After setting up the CloudFormation hook and creating a stack with an S3 bucket with public access, the following was logged to CloudWatch for the hook:

Exception caught sequence item 0: expected str instance, dict found
Traceback (most recent call last):
  File "/var/task/cloudformation_cli_python_lib/hook.py", line 273, in __call__
    raise error
  File "/var/task/cloudformation_cli_python_lib/hook.py", line 262, in __call__
    caller_sess, request, invocation_point, callback, type_configuration
  File "/var/task/cloudformation_cli_python_lib/hook.py", line 100, in _invoke_handler
    return handler(session, request, callback_context, type_configuration)
  File "/var/task/styra_opa_hook/handlers.py", line 127, in pre_handler
    return opa_query(request, session, type_configuration, action)
  File "/var/task/styra_opa_hook/handlers.py", line 97, in opa_query
    message = " | ".join(body["violations"])
TypeError: sequence item 0: expected str instance, dict found

For reference, the OPA agent returned the following:

{"allow":false,"violations":[{"allowed":false,"message":"public access not blocked for bucket testing"}]}

Non-Linux users without Docker Desktop cannot build hook locally

For users who do not have Docker Desktop installed locally due to licensing issues, the cfn submit command cannot be run with the default Docker flow. Disabling the Docker option in the hook configuration and building the zip file on a non-Linux system results in Lambda function errors.

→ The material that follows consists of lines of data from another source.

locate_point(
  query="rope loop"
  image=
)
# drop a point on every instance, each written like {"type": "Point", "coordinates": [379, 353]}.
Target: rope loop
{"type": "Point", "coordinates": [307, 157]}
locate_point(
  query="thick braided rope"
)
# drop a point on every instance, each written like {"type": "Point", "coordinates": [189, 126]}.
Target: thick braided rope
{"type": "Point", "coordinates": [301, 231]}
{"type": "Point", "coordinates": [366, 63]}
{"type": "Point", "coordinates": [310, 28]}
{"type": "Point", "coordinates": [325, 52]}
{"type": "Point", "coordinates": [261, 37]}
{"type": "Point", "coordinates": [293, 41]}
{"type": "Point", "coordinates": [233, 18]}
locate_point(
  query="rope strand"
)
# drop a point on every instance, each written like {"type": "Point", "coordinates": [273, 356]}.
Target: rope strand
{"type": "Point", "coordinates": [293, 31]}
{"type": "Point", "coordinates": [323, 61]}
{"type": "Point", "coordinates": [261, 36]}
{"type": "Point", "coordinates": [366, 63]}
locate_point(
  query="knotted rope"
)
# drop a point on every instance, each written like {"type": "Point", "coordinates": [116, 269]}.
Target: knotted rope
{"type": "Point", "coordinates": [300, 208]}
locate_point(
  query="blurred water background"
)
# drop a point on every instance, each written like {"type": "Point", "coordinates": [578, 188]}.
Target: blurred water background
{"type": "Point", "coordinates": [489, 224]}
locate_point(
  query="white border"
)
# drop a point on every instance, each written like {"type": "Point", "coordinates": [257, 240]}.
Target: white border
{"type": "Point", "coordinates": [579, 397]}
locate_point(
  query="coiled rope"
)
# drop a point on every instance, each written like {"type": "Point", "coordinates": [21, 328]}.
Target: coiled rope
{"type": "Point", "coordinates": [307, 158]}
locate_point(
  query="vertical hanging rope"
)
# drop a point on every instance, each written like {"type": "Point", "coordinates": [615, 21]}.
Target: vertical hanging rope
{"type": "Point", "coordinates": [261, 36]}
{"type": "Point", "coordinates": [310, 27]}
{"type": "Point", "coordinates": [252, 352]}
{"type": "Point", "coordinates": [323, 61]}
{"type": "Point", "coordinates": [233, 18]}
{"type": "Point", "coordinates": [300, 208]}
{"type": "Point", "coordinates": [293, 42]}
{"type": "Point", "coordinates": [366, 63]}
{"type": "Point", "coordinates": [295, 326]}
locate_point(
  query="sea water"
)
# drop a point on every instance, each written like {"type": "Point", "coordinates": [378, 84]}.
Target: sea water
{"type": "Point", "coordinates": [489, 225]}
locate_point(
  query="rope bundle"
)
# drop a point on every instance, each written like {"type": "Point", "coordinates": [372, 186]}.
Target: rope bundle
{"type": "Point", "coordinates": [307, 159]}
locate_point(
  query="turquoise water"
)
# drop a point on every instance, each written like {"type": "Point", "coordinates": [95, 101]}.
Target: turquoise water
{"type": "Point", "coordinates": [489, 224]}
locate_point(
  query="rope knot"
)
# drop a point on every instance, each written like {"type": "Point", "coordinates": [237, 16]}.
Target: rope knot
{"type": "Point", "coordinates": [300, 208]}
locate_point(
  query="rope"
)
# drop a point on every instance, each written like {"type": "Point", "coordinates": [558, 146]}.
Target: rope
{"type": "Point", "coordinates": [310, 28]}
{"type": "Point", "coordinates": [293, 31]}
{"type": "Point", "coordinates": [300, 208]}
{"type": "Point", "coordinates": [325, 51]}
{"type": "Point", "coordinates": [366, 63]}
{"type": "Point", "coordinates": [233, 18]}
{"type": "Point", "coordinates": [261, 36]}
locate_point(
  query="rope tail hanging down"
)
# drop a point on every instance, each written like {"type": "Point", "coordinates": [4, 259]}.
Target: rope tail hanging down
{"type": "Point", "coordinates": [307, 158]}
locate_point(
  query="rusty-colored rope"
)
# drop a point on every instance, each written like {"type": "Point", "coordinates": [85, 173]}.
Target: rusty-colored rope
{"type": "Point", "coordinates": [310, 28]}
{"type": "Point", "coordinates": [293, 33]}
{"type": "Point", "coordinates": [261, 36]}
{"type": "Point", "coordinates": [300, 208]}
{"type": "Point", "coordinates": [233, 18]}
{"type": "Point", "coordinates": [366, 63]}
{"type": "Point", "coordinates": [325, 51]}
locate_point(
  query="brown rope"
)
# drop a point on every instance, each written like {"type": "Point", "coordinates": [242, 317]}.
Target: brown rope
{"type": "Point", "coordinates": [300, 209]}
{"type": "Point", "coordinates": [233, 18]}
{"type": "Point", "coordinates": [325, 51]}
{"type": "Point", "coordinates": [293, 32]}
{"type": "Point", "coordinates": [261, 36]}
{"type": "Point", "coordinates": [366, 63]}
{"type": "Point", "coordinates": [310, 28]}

The cfn cli does not currently officially support Docker alternatives.

I recommend running the cfn submit --dry-run command on an Ubuntu GitHub runner with Docker installed to generate a valid hook zip file.

Decide on best way to run OPA for docs

While ngrok works great for local testing, we'll not want to depend on a proprietary third-party service for the OPA docs. It would be good if we, as part of the docs, set up OPA either running as a container in something like ECS, or as a Lambda. We'll also want to run this so that it uses the management APIs like how we do it in the other tutorials.